What makes this just about the funniest is the fact that no matter what we are doing up on the counter, if a cutting board is involved she won’t believe us that it is not meat. Specifically, she believes the only valid use of a cutting board or a knife is to cut up ham into small pieces for her to eat. So it’s hard for her to understand when we cut up something else, like onions or celery or carrots. In her mind, the cutting board is a magical tool that dispenses salty cured meats. She cannot be dissuaded from this no matter how many times we actually show her the thing that we are really cutting up.
And she does this thing where she stands on her hind legs and bounces up and down with her front legs pointing up. And when that doesn’t work she assumes the traditional “begging” position. I don’t know where she learned that, but it was probably taught to her long ago by someone who was really sloppy with a cutting board. And this is a picture of my husband after I asked him to let me take a picture of him imitating what the dog does when she wants ham.
But rest assured, her stupidity is really funny. Tonight she was worse than usual for some reason. Usually after a while she gives up and goes away, but she waited patiently as we cut up a slough of vegetables for the soup and then watched my husband with an eagle eye as he sliced up sage leaves and pulled thyme leaves off their twigs. Finally he got fed up with all the bouncing and begging and offered her a piece of carrot.

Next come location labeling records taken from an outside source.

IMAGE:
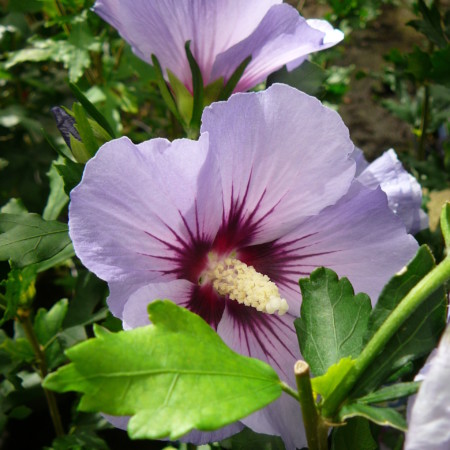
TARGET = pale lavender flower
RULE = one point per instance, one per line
(402, 189)
(429, 421)
(267, 190)
(222, 34)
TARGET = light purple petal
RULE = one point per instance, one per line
(403, 191)
(360, 160)
(282, 37)
(429, 425)
(359, 238)
(162, 27)
(195, 436)
(138, 208)
(204, 437)
(270, 338)
(282, 154)
(135, 311)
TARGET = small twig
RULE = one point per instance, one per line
(316, 430)
(24, 319)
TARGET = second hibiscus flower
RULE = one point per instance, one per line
(222, 34)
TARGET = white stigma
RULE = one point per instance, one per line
(247, 286)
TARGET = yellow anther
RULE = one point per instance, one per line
(245, 285)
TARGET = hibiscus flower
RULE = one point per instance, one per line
(222, 34)
(226, 225)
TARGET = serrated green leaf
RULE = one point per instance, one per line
(445, 225)
(417, 336)
(332, 320)
(192, 379)
(326, 383)
(57, 199)
(381, 416)
(393, 392)
(27, 238)
(355, 435)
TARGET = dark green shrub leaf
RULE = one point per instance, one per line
(27, 238)
(332, 320)
(381, 416)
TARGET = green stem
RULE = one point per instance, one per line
(316, 430)
(24, 318)
(286, 388)
(418, 294)
(424, 123)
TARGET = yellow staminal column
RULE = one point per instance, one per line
(245, 285)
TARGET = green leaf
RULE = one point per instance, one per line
(27, 238)
(430, 25)
(19, 290)
(71, 173)
(18, 349)
(381, 416)
(47, 325)
(79, 440)
(440, 60)
(192, 379)
(79, 150)
(60, 258)
(57, 199)
(183, 98)
(333, 320)
(89, 292)
(85, 130)
(14, 206)
(355, 435)
(197, 87)
(249, 440)
(234, 79)
(392, 392)
(308, 77)
(91, 109)
(419, 64)
(445, 225)
(165, 92)
(420, 332)
(326, 383)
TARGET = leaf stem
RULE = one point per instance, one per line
(316, 430)
(24, 318)
(424, 123)
(418, 294)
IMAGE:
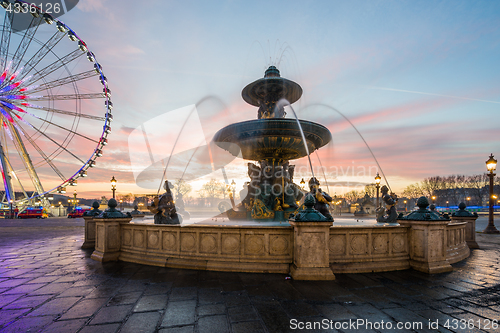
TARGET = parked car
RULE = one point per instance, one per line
(78, 212)
(33, 212)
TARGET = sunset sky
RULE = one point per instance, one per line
(418, 79)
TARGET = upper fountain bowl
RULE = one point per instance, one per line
(271, 86)
(272, 139)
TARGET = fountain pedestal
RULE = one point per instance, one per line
(428, 243)
(311, 251)
(462, 215)
(107, 231)
(89, 242)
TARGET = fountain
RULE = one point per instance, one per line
(310, 246)
(273, 141)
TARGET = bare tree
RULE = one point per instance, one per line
(182, 187)
(476, 186)
(211, 189)
(371, 189)
(353, 196)
(413, 191)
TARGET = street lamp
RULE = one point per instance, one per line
(491, 165)
(74, 200)
(233, 187)
(113, 186)
(377, 184)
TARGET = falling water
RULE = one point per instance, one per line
(283, 102)
(361, 136)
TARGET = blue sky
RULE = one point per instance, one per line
(419, 79)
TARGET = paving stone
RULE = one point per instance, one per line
(206, 296)
(30, 324)
(242, 313)
(183, 293)
(106, 328)
(6, 299)
(6, 316)
(183, 329)
(24, 288)
(55, 306)
(77, 291)
(111, 314)
(125, 298)
(335, 312)
(52, 289)
(179, 313)
(272, 314)
(150, 303)
(249, 326)
(211, 309)
(28, 302)
(158, 288)
(84, 308)
(141, 322)
(213, 324)
(11, 283)
(65, 326)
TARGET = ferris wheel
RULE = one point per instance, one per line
(55, 105)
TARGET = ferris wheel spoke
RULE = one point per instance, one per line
(55, 66)
(26, 159)
(4, 44)
(69, 113)
(64, 81)
(6, 173)
(59, 145)
(64, 97)
(41, 53)
(66, 129)
(25, 42)
(13, 174)
(41, 152)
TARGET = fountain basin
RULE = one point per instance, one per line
(270, 249)
(275, 138)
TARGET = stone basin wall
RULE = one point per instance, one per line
(221, 248)
(369, 249)
(261, 249)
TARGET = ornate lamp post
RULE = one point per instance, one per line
(377, 184)
(491, 165)
(233, 187)
(74, 200)
(10, 203)
(113, 186)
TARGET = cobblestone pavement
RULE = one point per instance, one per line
(49, 284)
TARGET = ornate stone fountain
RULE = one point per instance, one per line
(273, 141)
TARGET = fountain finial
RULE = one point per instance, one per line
(272, 71)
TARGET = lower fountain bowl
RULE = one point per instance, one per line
(274, 138)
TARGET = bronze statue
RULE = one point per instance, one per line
(164, 208)
(390, 200)
(322, 198)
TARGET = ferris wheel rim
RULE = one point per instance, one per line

“HERE,” he said. The dog excitedly raced for the carrot, and as soon as she realized it wasn’t meat, abandoned it on the floor and resumed bouncing. Because, you know, if we caved on this, there is DEFINITELY meat up there. I was making soup dumplings up on the counter, but I stopped to address her behavior. And what I did was standard in all canine behavioral manuals.
I gave the dog the finger. “Do you understand that you are an idiot and I can’t respect you?” I demanded.
“That’s mean,” my husband said. “You flipped her off.”
The dog bounced up and down again, landed on the carrot, lost her balance, and fell.
“Okay,” he said. “She is an idiot.”
“Dog,” he said. “If you eat that carrot, you can have some of our food.”
The dog sat there and looked confused. Then the bouncing again.
“Dog,” I said. “If you eat that carrot, you can have all the dumplings and we’ll eat our soup without.”
Bounce. Bounce.
“If you eat the carrot, you can have our whole dinner, meat included, and we’ll go hungry. I just want to see you eat it.”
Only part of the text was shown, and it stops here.